Kali ini aku sudah menceritakan padanya, apa yang jadi
kesukaan dan yang tidak ku sukai. Dalam pembicaraan ini aku pun mengerti apa
dan bagaimana dirimu. Di tiap kegiatan atau komunitas yang membuat kita bertemu
kita jadi lebih berkomunikasi. Tak mudah memang awalnya, membenturkan beberapa
nilai dan sikap yang berbeda. Menurut ku ini mudah, tak jarang menurut mu ini
jadi rumit. Walau apa yang kita bahas selama berjam-jam ini hanya membahas
bagaimana menyamakan frekuensi bukannya pesoalan eksternal yang selama ini kita
perjuangkan bersama. Aku meyakini, bila kita telah mengenal diri, masalah di
luar diri akan mudah diselesaikan.
Karena dengan mengenal diri, kita mengetahui landasan
pijak. Dari mana, dimana dan mau kemana? Namun bagi sebagian orang, kita harus
profesional. Tanpa harus memahami satu sama lain dalam menjalankan tugas kerja
selama ini. Profesionalitas yang dipahami pun menjadi relatif, ada yang melihat
sebagai totalitas atau totaliter.
Totalitas yang aku pahami adalah mencurahkan segenap
kemampuan tenaga, pikiran dan hati dalam pekerjaan yang menjadi amanah.

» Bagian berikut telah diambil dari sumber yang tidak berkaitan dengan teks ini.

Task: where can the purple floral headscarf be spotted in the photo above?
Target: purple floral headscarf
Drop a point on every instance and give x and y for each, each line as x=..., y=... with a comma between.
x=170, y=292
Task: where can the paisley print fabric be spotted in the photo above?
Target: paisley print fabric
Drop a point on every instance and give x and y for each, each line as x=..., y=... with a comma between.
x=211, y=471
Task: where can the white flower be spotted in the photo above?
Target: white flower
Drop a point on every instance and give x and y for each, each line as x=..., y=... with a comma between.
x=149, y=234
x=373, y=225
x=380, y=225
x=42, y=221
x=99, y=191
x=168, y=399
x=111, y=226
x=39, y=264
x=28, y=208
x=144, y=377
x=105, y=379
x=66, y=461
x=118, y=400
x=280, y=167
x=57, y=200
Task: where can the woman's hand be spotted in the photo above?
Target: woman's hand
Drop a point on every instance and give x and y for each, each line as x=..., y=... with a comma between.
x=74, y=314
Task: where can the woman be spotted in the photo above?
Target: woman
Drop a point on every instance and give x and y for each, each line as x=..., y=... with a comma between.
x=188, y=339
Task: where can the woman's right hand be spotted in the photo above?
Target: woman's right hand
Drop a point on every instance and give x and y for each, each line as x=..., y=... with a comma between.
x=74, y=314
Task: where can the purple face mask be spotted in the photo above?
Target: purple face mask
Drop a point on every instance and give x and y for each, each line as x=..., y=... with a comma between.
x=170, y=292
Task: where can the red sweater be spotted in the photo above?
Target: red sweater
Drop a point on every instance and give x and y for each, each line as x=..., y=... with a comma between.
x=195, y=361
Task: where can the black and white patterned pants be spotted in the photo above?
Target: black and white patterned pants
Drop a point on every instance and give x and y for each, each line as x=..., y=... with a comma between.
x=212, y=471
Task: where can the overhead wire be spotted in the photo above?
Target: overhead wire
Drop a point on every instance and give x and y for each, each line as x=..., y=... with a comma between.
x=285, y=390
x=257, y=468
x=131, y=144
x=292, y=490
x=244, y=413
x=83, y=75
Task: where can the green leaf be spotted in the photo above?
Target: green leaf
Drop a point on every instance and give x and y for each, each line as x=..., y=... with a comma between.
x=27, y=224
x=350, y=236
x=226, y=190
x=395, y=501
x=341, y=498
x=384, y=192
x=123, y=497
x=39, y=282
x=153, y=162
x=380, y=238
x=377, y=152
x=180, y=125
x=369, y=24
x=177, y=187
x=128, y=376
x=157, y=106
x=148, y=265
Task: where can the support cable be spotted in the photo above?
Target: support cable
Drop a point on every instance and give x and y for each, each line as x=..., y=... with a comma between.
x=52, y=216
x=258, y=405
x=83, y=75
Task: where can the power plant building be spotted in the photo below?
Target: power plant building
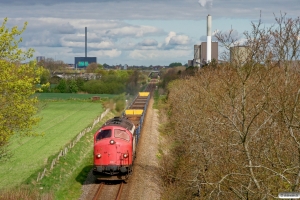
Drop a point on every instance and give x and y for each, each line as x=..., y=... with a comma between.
x=239, y=54
x=200, y=53
x=83, y=62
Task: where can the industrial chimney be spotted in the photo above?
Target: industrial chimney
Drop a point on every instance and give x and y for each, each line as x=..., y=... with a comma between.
x=85, y=41
x=208, y=51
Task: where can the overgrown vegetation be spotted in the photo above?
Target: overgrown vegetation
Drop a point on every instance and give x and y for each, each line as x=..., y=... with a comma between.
x=17, y=85
x=235, y=127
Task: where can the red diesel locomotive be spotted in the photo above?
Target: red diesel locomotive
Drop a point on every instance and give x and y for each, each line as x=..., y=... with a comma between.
x=114, y=149
x=115, y=142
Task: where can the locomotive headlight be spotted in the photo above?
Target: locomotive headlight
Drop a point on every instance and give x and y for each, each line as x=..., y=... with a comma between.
x=111, y=141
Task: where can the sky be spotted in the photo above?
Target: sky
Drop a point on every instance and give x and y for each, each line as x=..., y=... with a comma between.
x=133, y=32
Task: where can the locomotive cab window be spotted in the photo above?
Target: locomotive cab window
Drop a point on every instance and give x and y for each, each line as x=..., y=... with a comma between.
x=103, y=134
x=121, y=134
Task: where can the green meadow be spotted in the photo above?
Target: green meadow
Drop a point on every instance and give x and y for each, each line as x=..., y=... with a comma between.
x=62, y=120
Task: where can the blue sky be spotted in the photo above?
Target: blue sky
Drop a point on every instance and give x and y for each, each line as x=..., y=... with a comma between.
x=133, y=32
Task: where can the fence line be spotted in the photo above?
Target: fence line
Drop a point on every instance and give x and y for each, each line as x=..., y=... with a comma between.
x=69, y=146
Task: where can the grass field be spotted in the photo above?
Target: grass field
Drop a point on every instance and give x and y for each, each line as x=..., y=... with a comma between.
x=61, y=122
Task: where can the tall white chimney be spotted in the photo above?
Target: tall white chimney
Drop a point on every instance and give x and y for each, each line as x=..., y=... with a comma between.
x=208, y=50
x=85, y=41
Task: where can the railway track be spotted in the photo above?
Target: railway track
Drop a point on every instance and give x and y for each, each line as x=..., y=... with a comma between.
x=109, y=191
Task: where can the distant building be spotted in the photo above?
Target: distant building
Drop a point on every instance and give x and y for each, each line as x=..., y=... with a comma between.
x=200, y=54
x=83, y=62
x=239, y=54
x=190, y=63
x=40, y=58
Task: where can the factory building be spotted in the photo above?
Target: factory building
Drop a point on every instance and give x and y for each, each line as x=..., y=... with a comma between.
x=239, y=54
x=200, y=54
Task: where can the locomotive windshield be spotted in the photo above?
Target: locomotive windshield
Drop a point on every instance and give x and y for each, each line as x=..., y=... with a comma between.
x=103, y=134
x=121, y=134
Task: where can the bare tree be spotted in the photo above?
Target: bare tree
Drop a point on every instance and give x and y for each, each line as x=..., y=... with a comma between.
x=237, y=126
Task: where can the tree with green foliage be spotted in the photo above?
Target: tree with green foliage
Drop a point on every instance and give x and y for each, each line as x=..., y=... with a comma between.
x=17, y=86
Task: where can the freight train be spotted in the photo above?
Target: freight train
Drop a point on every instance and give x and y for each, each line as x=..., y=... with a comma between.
x=115, y=142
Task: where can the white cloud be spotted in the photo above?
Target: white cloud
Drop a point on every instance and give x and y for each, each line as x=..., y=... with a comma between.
x=114, y=53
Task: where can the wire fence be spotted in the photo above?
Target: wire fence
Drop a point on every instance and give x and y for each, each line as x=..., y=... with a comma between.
x=69, y=146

Perhatikan kata amanah, sebab sering kali amanah ini diartikan beban kerja.
Saat kita menikamti amanah itu, jalan terjal atau landai akan menjadi seni
dalam bekerja. Namun bila kita artikan sebagai beban, maka cerahnya hari akan
terasa terik dan sejuknya hujan akan terasa dingin. Dan totalitas bukan
meninggalkan amanah lain yang juga kita pegang, seperti peran di keluarga dan
di masyarakat. Terlebih peran penghambaan untuk Pencipta kita.

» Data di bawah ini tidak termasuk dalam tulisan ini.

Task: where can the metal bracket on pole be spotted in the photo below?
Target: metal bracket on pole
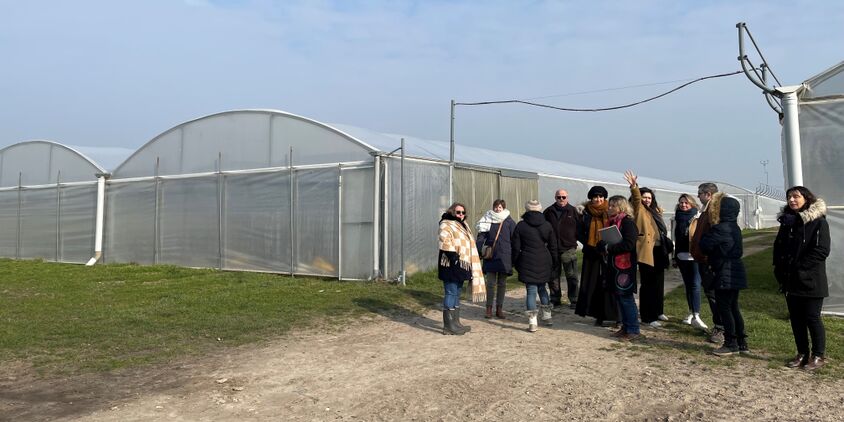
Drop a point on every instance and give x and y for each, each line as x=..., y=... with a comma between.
x=451, y=158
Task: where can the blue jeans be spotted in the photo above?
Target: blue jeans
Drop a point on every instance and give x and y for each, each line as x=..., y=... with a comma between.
x=451, y=299
x=530, y=298
x=629, y=313
x=691, y=278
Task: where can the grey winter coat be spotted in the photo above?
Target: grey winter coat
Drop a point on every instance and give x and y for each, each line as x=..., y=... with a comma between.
x=722, y=245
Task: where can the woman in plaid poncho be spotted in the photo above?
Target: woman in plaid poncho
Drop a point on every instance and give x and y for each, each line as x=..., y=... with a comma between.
x=458, y=261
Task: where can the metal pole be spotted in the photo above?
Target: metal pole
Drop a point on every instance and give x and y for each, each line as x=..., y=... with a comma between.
x=340, y=221
x=98, y=227
x=156, y=224
x=20, y=200
x=402, y=273
x=58, y=213
x=450, y=158
x=376, y=218
x=220, y=209
x=292, y=243
x=791, y=132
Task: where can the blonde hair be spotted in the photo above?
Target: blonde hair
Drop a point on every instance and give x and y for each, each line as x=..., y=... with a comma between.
x=691, y=200
x=621, y=203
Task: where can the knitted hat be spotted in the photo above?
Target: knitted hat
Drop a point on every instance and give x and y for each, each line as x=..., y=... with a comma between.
x=533, y=205
x=597, y=190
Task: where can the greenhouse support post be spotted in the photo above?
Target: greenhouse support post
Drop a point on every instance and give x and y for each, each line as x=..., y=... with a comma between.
x=340, y=221
x=791, y=135
x=451, y=158
x=58, y=213
x=292, y=243
x=402, y=273
x=376, y=223
x=98, y=233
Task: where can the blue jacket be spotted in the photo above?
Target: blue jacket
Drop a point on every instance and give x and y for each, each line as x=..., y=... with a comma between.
x=722, y=245
x=502, y=260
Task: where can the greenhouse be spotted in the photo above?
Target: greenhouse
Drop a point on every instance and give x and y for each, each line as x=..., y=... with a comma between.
x=821, y=132
x=265, y=190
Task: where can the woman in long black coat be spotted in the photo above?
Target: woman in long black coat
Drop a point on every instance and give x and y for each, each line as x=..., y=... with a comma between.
x=800, y=253
x=534, y=255
x=593, y=299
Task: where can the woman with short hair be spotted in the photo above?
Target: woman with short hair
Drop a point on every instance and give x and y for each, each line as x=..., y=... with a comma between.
x=458, y=261
x=621, y=265
x=593, y=299
x=684, y=213
x=800, y=251
x=652, y=249
x=495, y=231
x=534, y=255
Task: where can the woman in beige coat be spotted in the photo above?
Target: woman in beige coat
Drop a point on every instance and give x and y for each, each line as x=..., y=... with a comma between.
x=652, y=249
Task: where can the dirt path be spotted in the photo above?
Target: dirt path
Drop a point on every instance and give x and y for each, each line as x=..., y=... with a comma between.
x=402, y=368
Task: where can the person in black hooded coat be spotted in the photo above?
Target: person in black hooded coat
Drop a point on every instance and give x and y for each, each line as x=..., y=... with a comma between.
x=534, y=248
x=723, y=248
x=800, y=252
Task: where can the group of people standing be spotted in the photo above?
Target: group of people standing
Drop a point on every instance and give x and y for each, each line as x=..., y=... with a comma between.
x=706, y=247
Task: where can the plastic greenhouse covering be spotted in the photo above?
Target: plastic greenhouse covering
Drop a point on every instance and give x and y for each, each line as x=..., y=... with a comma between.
x=264, y=190
x=821, y=120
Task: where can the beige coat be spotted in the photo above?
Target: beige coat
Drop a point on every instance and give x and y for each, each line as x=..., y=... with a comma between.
x=648, y=230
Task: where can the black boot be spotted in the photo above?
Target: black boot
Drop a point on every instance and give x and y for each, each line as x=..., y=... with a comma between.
x=449, y=328
x=459, y=324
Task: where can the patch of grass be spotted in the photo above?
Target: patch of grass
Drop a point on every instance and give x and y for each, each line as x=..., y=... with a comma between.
x=766, y=319
x=70, y=318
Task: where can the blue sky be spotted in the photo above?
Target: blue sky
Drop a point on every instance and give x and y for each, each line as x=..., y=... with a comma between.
x=116, y=74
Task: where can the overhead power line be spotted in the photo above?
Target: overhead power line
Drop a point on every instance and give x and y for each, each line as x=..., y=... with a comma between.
x=530, y=103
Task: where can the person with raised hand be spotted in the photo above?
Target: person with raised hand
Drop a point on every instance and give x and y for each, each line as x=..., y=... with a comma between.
x=653, y=249
x=800, y=252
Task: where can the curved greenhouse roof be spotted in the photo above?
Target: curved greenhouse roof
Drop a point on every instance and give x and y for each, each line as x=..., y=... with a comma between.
x=259, y=138
x=40, y=162
x=439, y=150
x=242, y=139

Sedangkan totaliter mendekati otoriter dalam menjalani
pekerjaan, seketika meninggalkan peran di keluarga yang hanya mendapat porsi
sisa dari waktu yang kita miliki. Masyarakat juga kesulitan mendapati
kebermanfaatan kita untuk lingkungan. Atau mungkin, Pencipta kita menjadi hal
yang tidak lagi dipentingkan. Totaliter menuntut secara ekstrim untuk
memberikan diri sepenuhnya dalam lingkaran pekerjaan. Amanah yang indah menjadi
beban yang membatasi ruang kita bersosial dan meningkatkan kualitas diri. Jika
dalam sebuah pergerakan, kita pun butuh pemantapan ideologisasi dan ruh
perjuangan untuk mempertahankan apa yang kita yakini.
Keyakinan yang kita pilih menjadikan alasan memilih,
dalam tiap keputusan yang diambil. Perbedaan keyakinan ini dijembatani dengan
manajemen konflik yang selama masih dalam kerangka visi yang sama akan mudah
menyatukan walau harus berbeda sampul. Saat kita “hanya” mampu menjadi seorang
penarik becak untuk mengantarkan seseorang yang kita yakini mampu membawa
kebaikan, ya kita optimalkan diri di posisi dan wewenang yang kita miliki.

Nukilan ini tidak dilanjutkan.